Deploying foundation models on-demand with Python client library

Deploy foundation models on-demand programmatically with watsonx.ai Python client library. Deploying a foundation model on-demand makes it available on dedicated hardware for the exclusive use of your organization. IBM provides a set of curated models that are available for you to deploy on-demand.

Before you begin

You must set up or enable your task credentials to deploy foundation models on-demand. For more information, see Managing task credentials.
Review supported foundation model architectures, deployment types, and other considerations for deploying a foundation model on-demand.
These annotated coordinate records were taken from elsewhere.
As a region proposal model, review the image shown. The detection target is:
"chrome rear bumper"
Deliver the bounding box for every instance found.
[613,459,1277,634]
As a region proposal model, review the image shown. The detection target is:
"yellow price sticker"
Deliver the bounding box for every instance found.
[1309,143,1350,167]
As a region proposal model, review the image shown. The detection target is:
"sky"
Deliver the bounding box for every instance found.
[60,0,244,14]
For more information, see Deploying foundation models on-demand.
Review the model card to verify what modalities (text, image, audio, or video) the model supports.

Deploying foundation models on-demand with Python client library

To deploy a foundation model on-demand by using the Python client library, create a model asset in the repository by creating the metadata for your asset and storing the model. Then, retrieve the asset ID and create an online deployment for the asset.

Creating model asset in the watsonx.ai repository

You must create an asset for the foundation model that you want to deploy on-demand in the watsonx.ai service repository. To store the model as an asset in the repository, create the metadata for your asset. After creating the metadata for your model asset, you can store the model in your repository.

The following code snippet shows how to create metadata for your foundation model asset in the watsonx.ai repository:

metadata = {
    client.repository.ModelMetaNames.NAME: "curated FM asset",
    client.repository.ModelMetaNames.TYPE: client.repository.ModelAssetTypes.CURATED_FOUNDATION_MODEL_1_0,
}

After creating the metadata for your foundation model asset, store the model by using the client.repository.store_model() function:

stored_model_details = client.repository.store_model(model='ibm/granite-13b-chat-v2-curated', meta_props=metadata)

Retrieving the identifier for your asset

When the foundation model asset is stored in the watsonx.ai repository, you can retrieve the asset ID for your model. The asset ID is required to create the deployment for your foundation model.

You can list all stored curated foundation models and filter them by framework type:

client.repository.list(framework_filter='curated_foundation_model_1.0')

The following code snippet shows how to retrieve the ID for your foundation model asset:

stored_model_asset_id = client.repository.get_model_id(stored_model_details)

Deploying foundation model on-demand

To create a new deployment for a foundation model that can be deployed on-demand with the Python client library, you must define a meta_props dictionary with the metadata that contains the details for your deployment.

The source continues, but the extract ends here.